On the 24th April this year, 90 years will have elapsed since the Kinder Scout Mass Trespass in 1932.

This event saw around 400* young people from Manchester and the surrounding area attempt to reach the summit of Kinder Scout having assembled at a quarry on the outskirts of Hayfield.

The quarry – now a car park for the mountain – where the trespassers assembled

This walking party were mostly young members of the Communist Party and fellow travellers. Escaping for a day from grim jobs, and un or underemployed in the depths of the Great Depression they sought to put their politics into action and claim Kinder Scout for themselves.

At the time Kinder Scout (like large sections of Pennine moorland remains to this day) was a private shooting estate.

Access to the plateau, which understandablely was considered a holy place by ancient people, right up to the reformation was prohibited.

In the 1930s this was actually quite a recent state of affairs. Kinder Scout had only been fully “enclosed”, kicking “commoners” off an sticking up private property signs in the 19th Century.

What the young Communist hikers and their allies wanted to prove was that everybody should be entitled to freely access and wander one of the Peak District’s crowning glories.

Ahead of the 90th anniversary I wanted to retrace their route. Having not visited before, and experiencing how spectacular Kinder Scout is, I could quite see why they thought everybody should be able to visit it freely.

At Ashop Head, near the northern beginning of Kinder Scout the main body of the Trespassers (planned with military precision the Trespassers were split into 3 detachments, each advancing from a different starting point to converge on the summit of Kinder Socut) the landowner’s gamekeepers were first encountered. The gamekeepers resisted the Trespassers and some kind of fight ensued. But the Trespassers prevailed and they continued, occasionally squaring off against the gamekeepers to the summit.

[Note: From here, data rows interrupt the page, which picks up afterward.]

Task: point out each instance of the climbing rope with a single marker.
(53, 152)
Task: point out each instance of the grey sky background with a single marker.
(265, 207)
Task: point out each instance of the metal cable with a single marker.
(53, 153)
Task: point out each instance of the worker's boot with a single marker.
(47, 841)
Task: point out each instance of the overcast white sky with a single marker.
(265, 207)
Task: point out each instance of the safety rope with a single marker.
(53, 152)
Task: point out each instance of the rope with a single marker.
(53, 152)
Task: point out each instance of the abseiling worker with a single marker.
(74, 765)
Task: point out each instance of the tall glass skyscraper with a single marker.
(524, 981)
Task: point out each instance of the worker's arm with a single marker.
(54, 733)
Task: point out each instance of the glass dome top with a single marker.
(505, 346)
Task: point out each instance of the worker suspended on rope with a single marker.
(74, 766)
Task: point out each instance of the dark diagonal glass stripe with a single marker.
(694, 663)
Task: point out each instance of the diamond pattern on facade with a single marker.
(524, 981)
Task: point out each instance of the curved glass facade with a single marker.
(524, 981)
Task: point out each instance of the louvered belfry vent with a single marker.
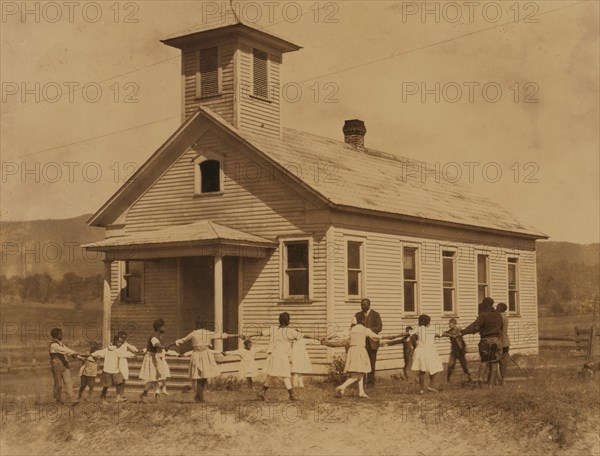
(260, 75)
(209, 71)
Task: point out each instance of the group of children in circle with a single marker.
(287, 358)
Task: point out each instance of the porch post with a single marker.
(218, 300)
(106, 304)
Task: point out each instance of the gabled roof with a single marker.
(223, 24)
(192, 233)
(372, 180)
(368, 181)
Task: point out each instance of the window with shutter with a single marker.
(260, 74)
(208, 72)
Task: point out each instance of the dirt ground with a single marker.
(547, 410)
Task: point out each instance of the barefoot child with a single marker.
(357, 358)
(409, 343)
(111, 375)
(301, 361)
(59, 366)
(458, 349)
(426, 358)
(202, 362)
(248, 365)
(280, 353)
(88, 373)
(154, 370)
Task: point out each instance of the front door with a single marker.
(198, 296)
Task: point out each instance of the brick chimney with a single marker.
(354, 133)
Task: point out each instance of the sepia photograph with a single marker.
(354, 227)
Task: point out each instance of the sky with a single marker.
(501, 96)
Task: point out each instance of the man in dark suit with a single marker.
(373, 322)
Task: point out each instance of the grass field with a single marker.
(565, 325)
(546, 410)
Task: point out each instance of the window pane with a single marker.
(133, 288)
(354, 255)
(481, 293)
(134, 267)
(410, 271)
(298, 283)
(210, 171)
(448, 270)
(448, 299)
(512, 301)
(354, 283)
(260, 74)
(297, 255)
(512, 275)
(481, 268)
(209, 72)
(409, 296)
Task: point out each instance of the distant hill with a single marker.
(550, 252)
(568, 273)
(568, 277)
(49, 246)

From near the top you get an incredible view to the west, out over Manchester and its surrounding towns to Winter Hill the site of an earlier mass trespass in 1896, and as far as the Welsh mountains.

What a view that must have been for many of the Trespassers. At the time – if you were in work – then a 6 day working week was pretty normal. 6 days a week bashing out or folding widgets, minding the spinning machines which proletarianised your ancestors in the late 18th and early 19th Century, filing and franking until you got RSI. Then on the 7th day you are able to head out. Out by train or bus to the moorside where you can walk, and talk, and laugh with friends who feel the same way about the current set-up, experience the same situations you do, and have similar ideas about how best to change it in your favour.

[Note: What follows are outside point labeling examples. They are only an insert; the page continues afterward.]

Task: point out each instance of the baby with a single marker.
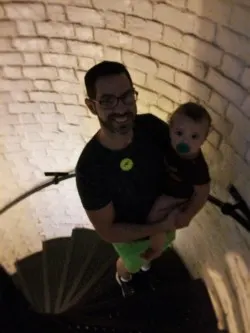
(186, 168)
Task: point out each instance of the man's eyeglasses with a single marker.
(111, 101)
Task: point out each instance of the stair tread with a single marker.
(182, 308)
(30, 273)
(89, 258)
(54, 253)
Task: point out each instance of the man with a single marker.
(120, 172)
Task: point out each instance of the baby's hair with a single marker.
(193, 111)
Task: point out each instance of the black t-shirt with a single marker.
(102, 175)
(182, 174)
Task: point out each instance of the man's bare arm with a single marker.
(103, 222)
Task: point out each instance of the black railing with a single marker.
(239, 211)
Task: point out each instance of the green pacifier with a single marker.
(182, 148)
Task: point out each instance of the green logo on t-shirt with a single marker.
(126, 164)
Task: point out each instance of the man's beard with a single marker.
(116, 127)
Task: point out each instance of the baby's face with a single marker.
(186, 135)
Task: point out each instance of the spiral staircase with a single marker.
(69, 287)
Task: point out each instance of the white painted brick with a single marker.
(141, 46)
(192, 86)
(68, 128)
(239, 120)
(17, 108)
(174, 17)
(143, 28)
(166, 105)
(139, 62)
(218, 103)
(12, 72)
(49, 73)
(19, 96)
(57, 45)
(88, 17)
(246, 106)
(5, 97)
(35, 12)
(12, 147)
(85, 63)
(215, 10)
(169, 56)
(113, 38)
(10, 120)
(66, 74)
(214, 138)
(114, 21)
(163, 88)
(196, 68)
(69, 99)
(11, 85)
(61, 60)
(7, 29)
(238, 142)
(56, 13)
(45, 97)
(202, 50)
(166, 73)
(111, 53)
(204, 29)
(233, 43)
(172, 37)
(124, 6)
(80, 76)
(72, 119)
(14, 58)
(66, 87)
(231, 67)
(6, 130)
(26, 28)
(31, 44)
(245, 79)
(50, 118)
(32, 59)
(225, 87)
(220, 124)
(5, 44)
(55, 29)
(42, 85)
(138, 78)
(29, 128)
(143, 8)
(84, 33)
(86, 49)
(239, 20)
(27, 118)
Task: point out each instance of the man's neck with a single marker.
(115, 141)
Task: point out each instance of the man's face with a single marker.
(187, 136)
(115, 103)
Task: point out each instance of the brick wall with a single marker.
(176, 51)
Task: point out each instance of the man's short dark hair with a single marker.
(194, 111)
(104, 68)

After 3 or more hours of walking you reach the trig point close to the summit.

How is it right that this is reserved for just one aristocrat? Him and his guests who are invited up here to shoot at birds with him? Birds which live in a habitat that is not a natural creation, but designed to make breeding and killing them easier.

After the summit you start the descent.

Edale in the heart of the Peak District stretches out beneath you.

These days the Pennine Way runs up from Edale village where it commences. Climbing the formidable Jacob’s Ladder. In 1932 this was still more than 30 years away.

Participants in the Mass Trespass and their defenders, like Tom Stephenson who was a Daily Herald journalist (not a Communist but on the left of the Labour Party), were key to setting up the Pennine Way, which opened in 1965.

But in 1932 that is a generation away.

On the descent. Perhaps close to the cliff face at the end of the Kinder Scout plataeu, or maybe further down on the carefully farmed hillsides beneath it, 5 organiser’s of the Trespass were arrested by officers from Derbyshire County Police.

The prison sentences when they were handed down, were for between 2 and 6 months. The Derbyshire bench looked down on a bunch of dole recipients, factory hands and clerical workers presuming that they could just walk across the Peak District if they felt like it.

Posterity as is often the case has been rather kinder. Today the Kinder Scout Mass Trespass is rightly recognised as a crucial moment in the fight for everyone in Britian to be able to freely access the country. National Parks, Areas of Oustanding Natural Beauty, national trails like the Pennine Way and the 2000 law which grants a limited “right to roam” are all its offspring.

A decent result for a group of hobnail booted Young Communists, many hardly out of their teens. The future would be kind to them. Many participants went on to become worthy and respected figures in their communities. With many decades of service on local councils, in trade unions and just generally in campaign and interest groups to improve life for people in Greater Manchester.

They well deserve their memorial in the quarry outside Hayfield from which they set off.

Today, when our right to protest, let alone our right to access and enjoy land is being threatened by an overweening government their example is needed more than ever.

*As is quite normal for protests the numbers participating are hotly disputed. The court case against the organisers said “l00 people” Participated. The organisers in later life claimed “600-800′. Ewans McColl – the singer song writer – who was there, claimed “3,000” turned out (this is impossibly unlikely). As such the Manchester Guardian’s figure of “400” is generally taken to be broadly correct.